In the 1970s he became a member of the Royal Shakespeare Company, playing comic roles such as Silence and Feste, as well as more serious parts. During the 1990s he appeared in several National Theatre productions ranging from Jonson and Shakespeare to Pinter and Loesser.

===Acting credits===
Peacock's acting credits include:
- Estragon, Waiting for Godot by Samuel Beckett for the Century Theatre, Manchester directed by Michael Elliott (1967)
- Tony Lumpkin, She Stoops to Conquer by Oliver Goldsmith for the Century Theatre, Manchester directed by Braham Murray and then at the Garrick Theatre, London (1969)
- Titus Andronicus at the Round House, London (1971)
- Clov, Endgame by Samuel Beckett for the Century Theatre, Manchester directed by Braham Murray and then at the Shaw Theatre, London (1973)
- Sidney Prime, Sherlock Holmes for the Royal Shakespeare Company at the Aldwych Theatre, London, then (Broadway debut) Broadhurst Theatre (1974)
- Friar Mauro Tenda and Diego Lopez Duro, The Bewitched at the Aldwych Theatre, London (1975)
- Bishop of Ely and Fluellen, Henry V for the Royal Shakespeare Company, Memorial Theatre, Stratford-on-Avon, England, 1975, then at the Aldwych Theatre, London (1976)
- Poins, Henry IV, Parts I and II, for the Royal Shakespeare Company, Memorial Theatre, 1975, then at the Aldwych Theatre (1976)
- Sir Hugh Evans, The Merry Wives of Windsor, for the Royal Shakespeare Company, Memorial Theatre, 1975, then at the Aldwych Theatre (1976)
- Acres, The Rivals by Sheridan at the Royal Exchange, Manchester directed by Braham Murray (1976)
- Colonel Kottwitz, The Prince of Homburg by Heinrich von Kleist at the Royal Exchange, Manchester directed by Casper Wrede (1976)
- Zachariah Manning, Zack by Harold Brighouse at the Royal Exchange, Manchester directed by Eric Thompson (1976)
- Sergeant Match, What the Butler Saw by Joe Orton at the Royal Exchange, Manchester directed by Braham Murray (1977)
- Tom Price, A Family by Ronald Harwood. World premiere directed by Casper Wrede at the Royal Exchange, Manchester (1978)
- Aramis, The Three Musketeers by Braham Murray and Derek Griffiths. World premiere directed by Braham Murray at the Royal Exchange, Manchester (1979)
- Estragon, Waiting for Godot at the Royal Exchange, Manchester directed by Braham Murray and then at the Round House, London (1980)
- Elwood P Dowd, Harvey by Mary Chase at the Royal Exchange, Manchester directed by Eric Thompson (1981)
- Willy Loman, Death of a Salesman by Arthur Miller at the Royal Exchange, Manchester directed by Greg Hersov (1985)
- The Bluebird of Unhappiness, a Woody Allen review at the Royal Exchange, Manchester directed by Braham Murray (1987)
- Cap'n Andy Hawks in Show Boat for Opera North at the Grand Theatre, Leeds, premiere on 8 December 1989.
- Henry Horatio Hobson, Hobson's Choice by Harold Brighouse at the Royal Exchange, Manchester directed by Braham Murray (2003)
- Giles Cory, The Crucible by Arthur Miller directed by Dominic Cooke at the Royal Shakespeare Theatre, Stratford-upon-Avon (2006)
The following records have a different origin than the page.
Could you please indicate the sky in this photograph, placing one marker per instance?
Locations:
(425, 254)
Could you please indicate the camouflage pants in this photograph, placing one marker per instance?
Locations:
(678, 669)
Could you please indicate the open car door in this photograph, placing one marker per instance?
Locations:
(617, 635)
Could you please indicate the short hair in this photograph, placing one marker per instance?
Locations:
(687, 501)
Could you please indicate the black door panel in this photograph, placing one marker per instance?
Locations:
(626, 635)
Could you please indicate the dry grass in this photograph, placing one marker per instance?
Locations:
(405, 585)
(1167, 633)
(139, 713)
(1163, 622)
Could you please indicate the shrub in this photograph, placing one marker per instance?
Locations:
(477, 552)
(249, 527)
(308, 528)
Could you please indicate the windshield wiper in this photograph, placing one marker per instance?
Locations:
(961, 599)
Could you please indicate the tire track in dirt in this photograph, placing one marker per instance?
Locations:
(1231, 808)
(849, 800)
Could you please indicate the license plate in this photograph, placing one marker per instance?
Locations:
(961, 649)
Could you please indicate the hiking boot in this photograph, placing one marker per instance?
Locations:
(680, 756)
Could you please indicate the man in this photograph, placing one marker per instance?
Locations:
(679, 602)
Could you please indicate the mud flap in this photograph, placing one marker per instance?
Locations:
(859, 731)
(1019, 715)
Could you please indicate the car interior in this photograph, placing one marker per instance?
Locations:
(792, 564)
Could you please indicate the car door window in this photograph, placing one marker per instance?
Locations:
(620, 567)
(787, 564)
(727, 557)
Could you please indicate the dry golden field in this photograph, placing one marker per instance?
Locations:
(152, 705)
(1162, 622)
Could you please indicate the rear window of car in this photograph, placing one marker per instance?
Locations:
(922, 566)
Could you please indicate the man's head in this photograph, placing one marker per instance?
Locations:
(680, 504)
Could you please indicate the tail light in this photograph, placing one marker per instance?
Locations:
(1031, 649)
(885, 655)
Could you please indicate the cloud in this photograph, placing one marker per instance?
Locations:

==Personal life and death==
Peacock was married twice. His first marriage was to Iris Jones in 1957, which ended in divorce. His second wife was actress Tilly Tremayne, whom he married in 1979. Peacock had two sons, actors Daniel Peacock and Harry Peacock, and two daughters, Sally and Maudie. His daughter-in-law was actress Katherine Parkinson, who is married to Harry. Peacock lived in the village of East Coker, Somerset and was a supporter of Yeovil Town.

Peacock was diagnosed with Alzheimer's disease in 2009. It was reported in 2018 that he was in the advanced stages of the disease, had retired from acting and was living in a nursing home in Yeovil, Somerset. His last role was in the 2015 Vicar of Dibley Comic Relief Special. He died on 8 March 2021, aged 89.

===Tributes===
In 2025, Peacock appeared on a British postage stamp issued as part of a special set by Royal Mail, which commemorated the series The Vicar of Dibley.